Leaves of two cultivars, 'Mon-Hy D-2' and 'HH-21', were selected when the petiole began to elongate, thereby allowing a label tag to be attached. Leaves selected were immature and had begun to unroll. Ninety leaves of each cultivar were tagged 5 times during the latter part of the growing season (Aug 13, 20, 27, Sept 3 and 24). Ten leaves of each cultivar were selected at random at periodic intervals (0, 1, 2, 3, 6, 7, 14, and 21 days) to determine leaf area and specific leaf weight. Leaf area was determined by photocopying the leaves and dividing the weight of the leaf images by the weight of a 1 cm2 area of the same paper. Specific leaf weight (ma cm2, SLW) was the ratio of leaf dry weight (80 C for 24 hr) and leaf area.

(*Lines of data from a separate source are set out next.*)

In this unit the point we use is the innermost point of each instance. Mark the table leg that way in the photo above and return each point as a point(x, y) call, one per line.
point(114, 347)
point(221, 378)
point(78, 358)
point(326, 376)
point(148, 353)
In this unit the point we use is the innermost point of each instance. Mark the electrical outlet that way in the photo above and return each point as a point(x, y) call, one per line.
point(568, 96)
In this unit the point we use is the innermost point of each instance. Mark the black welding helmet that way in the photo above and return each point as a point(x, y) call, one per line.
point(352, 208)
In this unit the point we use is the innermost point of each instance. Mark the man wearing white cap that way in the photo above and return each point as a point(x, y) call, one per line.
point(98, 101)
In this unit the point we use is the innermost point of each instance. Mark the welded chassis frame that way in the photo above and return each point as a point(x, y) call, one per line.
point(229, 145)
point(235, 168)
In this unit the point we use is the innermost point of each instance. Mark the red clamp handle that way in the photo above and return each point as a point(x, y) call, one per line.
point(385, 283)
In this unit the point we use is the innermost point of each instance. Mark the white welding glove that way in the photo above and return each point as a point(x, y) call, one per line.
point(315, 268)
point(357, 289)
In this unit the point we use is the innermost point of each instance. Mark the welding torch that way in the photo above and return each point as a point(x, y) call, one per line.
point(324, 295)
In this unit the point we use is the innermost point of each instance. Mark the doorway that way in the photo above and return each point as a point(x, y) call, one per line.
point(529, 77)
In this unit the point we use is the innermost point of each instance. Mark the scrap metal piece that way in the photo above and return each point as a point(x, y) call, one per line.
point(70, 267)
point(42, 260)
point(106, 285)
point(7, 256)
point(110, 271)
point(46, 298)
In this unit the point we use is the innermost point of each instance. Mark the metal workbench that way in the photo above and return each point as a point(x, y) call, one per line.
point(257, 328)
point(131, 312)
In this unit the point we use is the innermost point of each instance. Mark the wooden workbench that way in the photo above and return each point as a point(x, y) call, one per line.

Leaf area increased rapidly during the first 14 days after the leaves were tagged (Fig. 3). Cultivar differences were detected at 21 days when the leaves were tagged on Aug 20 and Sept 24. Leaves initiated later in the growing season were smaller than leaves initiated earlier in the growing season. Leaves do not enlarge as rapidly during the time period when sucrose is increasing in the root. Specific leaf weight changes drastically during leaf expansion (Fig. 4). Specific leaf weight is high during the early stages of leaf development, decrease as the leaves expand, and increase as the leaves mature.
Seed of two cultivars were planted June 26, 1974 and irrigated up. Yield and sucrose content were determined on roots harvested Oct 25, 1974. There was no difference in yield between cultivars, however, sucrose was higher in Holly HH-21 (Table 4). Severe hail damage occurred on Aug 1 and probably reduced yields since over 9070 of the leaves were completely obliterated.
The effect of nitrogen and phosphorus on sucrose and percent crown tissue was determined on manually harvested beets. Roots were harvested and stored at 40 F for approximately 80 days. Root and crown tissue were separated at the lowest leaf scar on 20 consecutive beets in a row from each treatment. Nitrogen lowered apparent sucrose and extractable sugar and increased the amount of crown tissue (Table 5). The root tissue was lower in impurities and higher in apparent sucrose than crown tissue within treatments. Effects of phosphorus on apparent sucrose, extractable sucrose, and percent crown were not as clear cut as the nitrogen effects (Table 6). These data indicate that proper management of fertility can reduce the amount of crown tissue produced.
1974 Sugarbeet Research and Extension Reports. Volume 5, pages 145 - 154.